Y junto con el regreso de los pájaros, llegaba el momento que gratificaba mi papel de estatua y mi permanencia de vigilante, de patrono y protector. Era, lo digo sin tapujos, mi instante preferido, donde la vida me recompensaba, mostrándome y convirtiéndome en espectador privilegiado, del instante mágico en el encuentro de los adolescentes con el amor. Cualquiera que pudiera advertir el movimiento de la placita se daría cuenta ahora para qué y por qué los arquitectos que construyen placitas colocan tantos bancos. Esos bancos, que durante casi todo el día permanecen vacíos, a cualquiera se le hubiera ocurrido que eran elementos decorativos. Pero no, ahora se veía su razón de ser, su utilidad. Poco a poco los bancos de mi plazoleta se fueron ocupando. Al principio, solo chicas, con delantales, con libros, de dos, de a tres, generando un bullicio creciente de charlas, compartiendo chicles, masitas, bromas y risas.
Hasta que después fueron llegando, quizá más callada y hasta más tímidamente, y quizá también en menor cantidad, los muchachos, también con libros, sin desmentir para nada su estado colegial, de la secundaria, que a esa hora acostumbraba a soltar a su libre vuelo los turnos de la tarde. Y entonces ya casi no quedaron bancos desocupados. Algunos chicos caminaban por los veredones, iban y venían, hasta que, poco a poco los grupos comenzaron a transformarse, a hacerse más pequeños, hasta que fueron achicándose y redujeron su expresión hasta el mínimo grupo de una parejita, sumado a otra y a otras muchas parejitas, que duraron lo que un soplo, a tal punto que así, tan velozmente como se habían armado, fueron rápidamente desapareciendo del paseo. Hasta que de pronto, sin que nadie avisara nada, la plazoleta quedara nuevamente desierta.
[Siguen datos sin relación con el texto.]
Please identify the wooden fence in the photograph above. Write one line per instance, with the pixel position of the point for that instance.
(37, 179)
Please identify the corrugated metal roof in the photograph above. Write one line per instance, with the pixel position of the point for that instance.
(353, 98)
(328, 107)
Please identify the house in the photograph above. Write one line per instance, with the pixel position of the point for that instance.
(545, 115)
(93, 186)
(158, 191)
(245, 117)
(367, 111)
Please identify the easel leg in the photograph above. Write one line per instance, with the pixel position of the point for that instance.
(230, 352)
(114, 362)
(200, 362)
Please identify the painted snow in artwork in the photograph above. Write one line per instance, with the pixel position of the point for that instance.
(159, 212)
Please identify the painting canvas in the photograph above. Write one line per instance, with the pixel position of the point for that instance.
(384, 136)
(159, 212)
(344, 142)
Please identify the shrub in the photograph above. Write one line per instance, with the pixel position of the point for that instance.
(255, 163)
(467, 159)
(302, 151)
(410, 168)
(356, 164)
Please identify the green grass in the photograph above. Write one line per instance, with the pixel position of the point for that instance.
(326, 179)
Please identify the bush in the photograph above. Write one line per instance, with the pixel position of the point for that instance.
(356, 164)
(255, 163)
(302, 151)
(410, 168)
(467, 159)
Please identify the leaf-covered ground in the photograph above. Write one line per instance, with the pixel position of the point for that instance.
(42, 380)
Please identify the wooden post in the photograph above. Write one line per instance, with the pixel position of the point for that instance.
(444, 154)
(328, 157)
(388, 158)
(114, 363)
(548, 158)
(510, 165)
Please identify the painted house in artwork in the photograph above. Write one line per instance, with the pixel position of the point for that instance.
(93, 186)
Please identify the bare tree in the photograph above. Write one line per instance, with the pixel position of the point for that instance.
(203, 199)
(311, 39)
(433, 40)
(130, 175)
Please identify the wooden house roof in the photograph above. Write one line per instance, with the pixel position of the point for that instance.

Casi desierta, decía yo, que ya no podía estar con mi inquietud, por ese casi. Fue llegando la noche y minutos después, cuando el cerrajero cerró su negocio y cruzó la placita para regresar a su casa, se encontró a don Francisco, ya frío y a sus dos perritos ladrando, alarmados y tristes, desconcertados.
Luego, nada más que la campana de la Iglesia llamando a misa de Recordación. Y una sirena en la noche. En tanto yo seguía pensando que aquí, en mi plazoleta, son pocas las cosas que pasan.
No pasa la Historia, es cierto, pero pasa la vida.